School board orders child-care plan
Aiming to help working parents, LAUSD leaders seek proposal by Sept. 15.
Alarmed by the city’s child-care crisis, the Los Angeles Board of Education on Tuesday called for an emergency plan to help parents navigate the challenge of working while supervising their children who are learning from home because of the COVID-19 pandemic.
The board called on L.A. schools Supt. Austin Beutner to deliver a plan by Sept. 15.
In a separate action, the board voted to make ethnic studies a graduation requirement and also to incorporate ethnic studies into the work at all grade levels — a repeat of a 2014 effort that was not fully implemented.
For parents already struggling with child-care problems, help would be arriving later than needed, as the school year started Aug. 18.
The availability of child care has become severely strained since campuses closed in mid-March.
Since then, financial losses, concerns about exposure to the virus and navigating a maze of new safety guidelines have forced some 9,300 licensed child-care providers — almost 1 in 4 in the state — to close, according to data from the California Department of Social Services that show closures through July 31.
In bringing forward the motion, board member Nick Melvoin wants to expand the child care that L.A. Unified has begun to provide for school staff working from schools.
He called on the district to explore offering as much child care as feasible to families of students, based on a priority ranking. This ranking should take into account factors such as whether the parents are essential workers, whether the students are in foster care or their families are homeless, and whether students have special needs, including those with disabilities who face particular struggles with distance learning.
Melvoin also envisions the child care including academic support.
Katie Pace, a parent leader at Gardner Street Elementary in Hollywood, said in an interview that the need is acute.

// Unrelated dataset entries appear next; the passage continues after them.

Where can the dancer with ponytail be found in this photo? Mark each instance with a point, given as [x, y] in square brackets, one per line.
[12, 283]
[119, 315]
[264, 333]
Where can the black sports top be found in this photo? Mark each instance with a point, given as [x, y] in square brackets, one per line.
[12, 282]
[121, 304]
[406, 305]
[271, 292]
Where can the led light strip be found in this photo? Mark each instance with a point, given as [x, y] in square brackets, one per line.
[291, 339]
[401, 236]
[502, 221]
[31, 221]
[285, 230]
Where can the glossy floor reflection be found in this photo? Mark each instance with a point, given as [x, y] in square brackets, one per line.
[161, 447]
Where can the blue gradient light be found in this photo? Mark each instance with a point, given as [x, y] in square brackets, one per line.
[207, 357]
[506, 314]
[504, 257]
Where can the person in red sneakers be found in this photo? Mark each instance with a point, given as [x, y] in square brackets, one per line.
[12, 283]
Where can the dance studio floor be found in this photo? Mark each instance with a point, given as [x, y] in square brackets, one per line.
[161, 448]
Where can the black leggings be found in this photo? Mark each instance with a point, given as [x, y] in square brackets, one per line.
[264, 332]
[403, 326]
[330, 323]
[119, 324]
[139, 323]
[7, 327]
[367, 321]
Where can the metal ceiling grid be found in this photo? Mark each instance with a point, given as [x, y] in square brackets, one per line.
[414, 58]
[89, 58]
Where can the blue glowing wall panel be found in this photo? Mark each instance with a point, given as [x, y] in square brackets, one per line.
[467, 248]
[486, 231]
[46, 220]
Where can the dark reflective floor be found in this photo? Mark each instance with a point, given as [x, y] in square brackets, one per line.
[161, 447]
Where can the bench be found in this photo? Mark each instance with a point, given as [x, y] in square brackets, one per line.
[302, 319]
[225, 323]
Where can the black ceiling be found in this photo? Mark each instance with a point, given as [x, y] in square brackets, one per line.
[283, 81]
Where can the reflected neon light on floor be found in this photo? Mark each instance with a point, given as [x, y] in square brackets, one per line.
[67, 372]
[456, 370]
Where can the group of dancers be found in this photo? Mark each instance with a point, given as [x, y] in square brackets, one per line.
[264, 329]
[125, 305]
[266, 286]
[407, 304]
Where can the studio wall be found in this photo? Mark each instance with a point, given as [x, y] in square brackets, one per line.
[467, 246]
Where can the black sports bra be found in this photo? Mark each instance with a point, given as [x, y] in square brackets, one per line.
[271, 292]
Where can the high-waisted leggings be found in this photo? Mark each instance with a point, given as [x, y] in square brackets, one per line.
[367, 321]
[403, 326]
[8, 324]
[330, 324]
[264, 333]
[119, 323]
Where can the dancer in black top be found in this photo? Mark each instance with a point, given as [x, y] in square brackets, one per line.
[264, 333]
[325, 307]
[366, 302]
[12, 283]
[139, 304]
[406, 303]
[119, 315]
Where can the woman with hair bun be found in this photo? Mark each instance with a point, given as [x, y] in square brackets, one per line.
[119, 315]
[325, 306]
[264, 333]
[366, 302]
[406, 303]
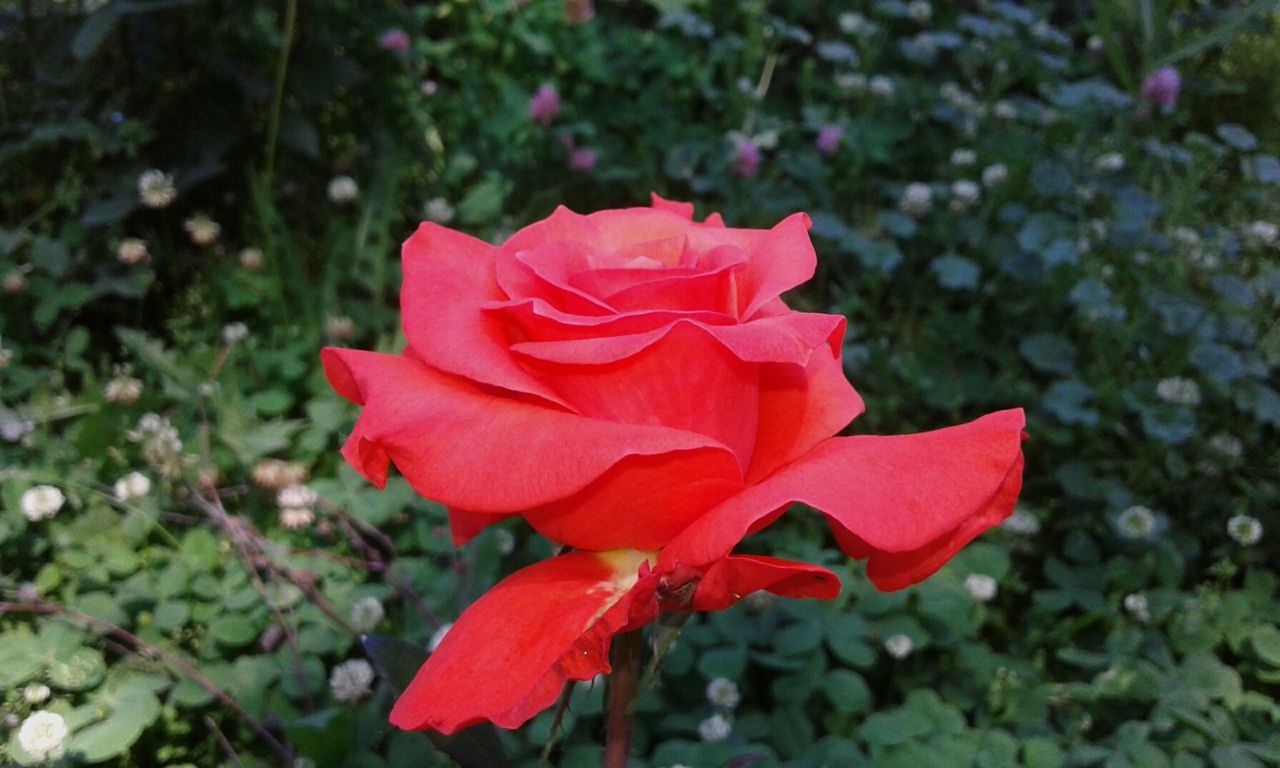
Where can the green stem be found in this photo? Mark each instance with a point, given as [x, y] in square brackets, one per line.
[627, 649]
[282, 68]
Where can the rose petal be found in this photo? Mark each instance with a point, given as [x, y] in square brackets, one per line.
[799, 408]
[508, 656]
[917, 498]
[447, 277]
[785, 338]
[679, 376]
[731, 579]
[643, 502]
[475, 451]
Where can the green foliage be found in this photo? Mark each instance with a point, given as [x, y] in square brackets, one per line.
[176, 630]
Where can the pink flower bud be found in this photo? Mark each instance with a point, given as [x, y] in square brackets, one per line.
[544, 105]
[828, 138]
[1161, 87]
[394, 40]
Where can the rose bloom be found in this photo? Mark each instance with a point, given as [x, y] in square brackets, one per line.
[631, 384]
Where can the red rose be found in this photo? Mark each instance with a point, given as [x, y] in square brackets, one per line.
[632, 385]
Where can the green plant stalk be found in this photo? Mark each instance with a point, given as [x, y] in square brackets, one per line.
[282, 68]
[625, 656]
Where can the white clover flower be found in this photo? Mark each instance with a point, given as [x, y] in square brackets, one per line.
[234, 333]
[899, 645]
[1136, 606]
[44, 735]
[965, 192]
[343, 188]
[202, 229]
[1262, 233]
[1109, 163]
[350, 681]
[438, 636]
[366, 613]
[1022, 522]
[295, 497]
[275, 474]
[917, 199]
[438, 210]
[132, 487]
[919, 10]
[881, 86]
[123, 389]
[41, 502]
[853, 23]
[339, 327]
[1229, 447]
[155, 188]
[1244, 529]
[297, 517]
[251, 257]
[981, 586]
[132, 251]
[1137, 522]
[722, 691]
[1179, 391]
[995, 176]
[714, 728]
[1185, 236]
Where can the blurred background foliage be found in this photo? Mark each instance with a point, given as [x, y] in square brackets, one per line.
[201, 193]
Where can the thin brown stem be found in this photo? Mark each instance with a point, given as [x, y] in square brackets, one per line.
[625, 657]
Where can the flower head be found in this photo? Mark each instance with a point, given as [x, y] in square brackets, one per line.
[396, 41]
[44, 735]
[917, 199]
[722, 693]
[639, 362]
[544, 105]
[41, 502]
[899, 645]
[714, 728]
[155, 188]
[1137, 522]
[132, 251]
[351, 681]
[583, 159]
[202, 229]
[981, 586]
[1136, 606]
[343, 188]
[995, 176]
[1179, 391]
[1161, 87]
[746, 158]
[133, 485]
[1244, 530]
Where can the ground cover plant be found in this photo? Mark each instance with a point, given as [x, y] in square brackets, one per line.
[1066, 208]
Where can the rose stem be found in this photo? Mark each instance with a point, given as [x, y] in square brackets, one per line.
[627, 649]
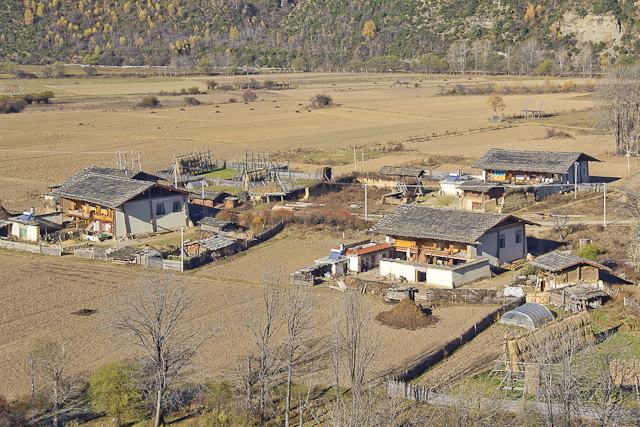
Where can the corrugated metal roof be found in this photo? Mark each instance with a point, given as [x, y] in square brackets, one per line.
[530, 161]
[556, 261]
[530, 315]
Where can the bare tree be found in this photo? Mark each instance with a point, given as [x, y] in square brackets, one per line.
[560, 361]
[529, 52]
[52, 364]
[153, 315]
[299, 322]
[610, 367]
[263, 318]
[354, 341]
[618, 112]
[560, 59]
[560, 220]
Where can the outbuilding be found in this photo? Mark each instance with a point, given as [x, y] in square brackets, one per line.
[559, 269]
[530, 316]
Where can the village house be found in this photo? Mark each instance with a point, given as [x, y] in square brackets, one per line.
[522, 167]
[207, 200]
[447, 247]
[213, 246]
[479, 196]
[31, 227]
[558, 269]
[118, 203]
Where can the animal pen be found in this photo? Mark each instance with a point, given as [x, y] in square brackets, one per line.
[258, 175]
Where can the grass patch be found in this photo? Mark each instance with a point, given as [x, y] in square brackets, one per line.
[221, 173]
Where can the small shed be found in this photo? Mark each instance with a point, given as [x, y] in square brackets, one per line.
[214, 245]
[576, 297]
[217, 225]
[530, 316]
[559, 269]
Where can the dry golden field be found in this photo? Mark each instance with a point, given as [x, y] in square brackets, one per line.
[91, 119]
[40, 293]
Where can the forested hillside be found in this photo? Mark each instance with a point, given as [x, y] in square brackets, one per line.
[493, 36]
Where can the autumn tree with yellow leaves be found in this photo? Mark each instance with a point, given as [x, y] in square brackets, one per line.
[370, 30]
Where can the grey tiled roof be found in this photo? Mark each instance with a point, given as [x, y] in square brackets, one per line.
[214, 222]
[104, 190]
[443, 224]
[208, 195]
[400, 171]
[215, 242]
[114, 173]
[556, 261]
[477, 186]
[40, 222]
[529, 161]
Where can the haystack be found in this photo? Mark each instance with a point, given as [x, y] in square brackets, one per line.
[516, 348]
[3, 213]
[406, 315]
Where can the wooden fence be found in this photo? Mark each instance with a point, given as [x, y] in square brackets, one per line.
[419, 367]
[35, 249]
[633, 303]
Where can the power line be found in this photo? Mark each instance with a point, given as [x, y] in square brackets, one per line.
[60, 152]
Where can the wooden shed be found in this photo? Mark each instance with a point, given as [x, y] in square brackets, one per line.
[559, 269]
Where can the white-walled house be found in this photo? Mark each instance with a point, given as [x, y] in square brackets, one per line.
[112, 203]
[448, 247]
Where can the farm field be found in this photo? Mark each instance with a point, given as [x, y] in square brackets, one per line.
[40, 294]
[89, 121]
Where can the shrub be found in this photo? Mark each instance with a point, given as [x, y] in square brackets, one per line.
[149, 102]
[568, 86]
[269, 84]
[111, 391]
[14, 105]
[249, 96]
[227, 216]
[589, 251]
[321, 100]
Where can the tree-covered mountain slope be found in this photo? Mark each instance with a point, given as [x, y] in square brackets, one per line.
[458, 34]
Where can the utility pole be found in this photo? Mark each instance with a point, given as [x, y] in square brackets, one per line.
[575, 181]
[605, 204]
[355, 162]
[365, 202]
[33, 410]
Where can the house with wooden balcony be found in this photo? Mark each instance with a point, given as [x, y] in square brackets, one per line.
[118, 203]
[523, 167]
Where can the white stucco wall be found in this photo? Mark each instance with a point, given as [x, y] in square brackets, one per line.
[138, 217]
[440, 277]
[33, 232]
[512, 250]
[170, 219]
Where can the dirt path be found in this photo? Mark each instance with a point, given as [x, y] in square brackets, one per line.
[469, 360]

One single mother, she said, has to leave her firstgrader home alone to avoid losing her job, relying on a neighbor to check on the child from time to time.
Such situations make academic inequities worse for families with few resources, said Elisha Smith Arrillaga, executive director of the research and advocacy group Ed Trust—West in Oakland.
“Young children need adults to help navigate logging in and out of Zoom, Google classroom, and other platforms used by schools and districts,” Smith Arrillaga said.
Beutner said the district is fully aware of the problem and has been trying to develop solutions.
“This is the work we do every day,” Beutner said, and the board’s resolution would not change that. He warned against unrealistic expectations.
“We’re still under a severe burden from COVID in the community,” Beutner said. “We can’t leave the science behind...”
County officials on Tuesday said a drop in coronavirus infections — if sustained for two more weeks — would allow health officials to approve waivers for the reopening of elementary schools, a step beyond child care.
In its unanimous vote on ethnic studies, the board sidestepped a contentious debate at the state level over what should be included in California’s official “model curriculum.”
The resolution will make ethnic studies a graduation requirement starting with the class of 2024.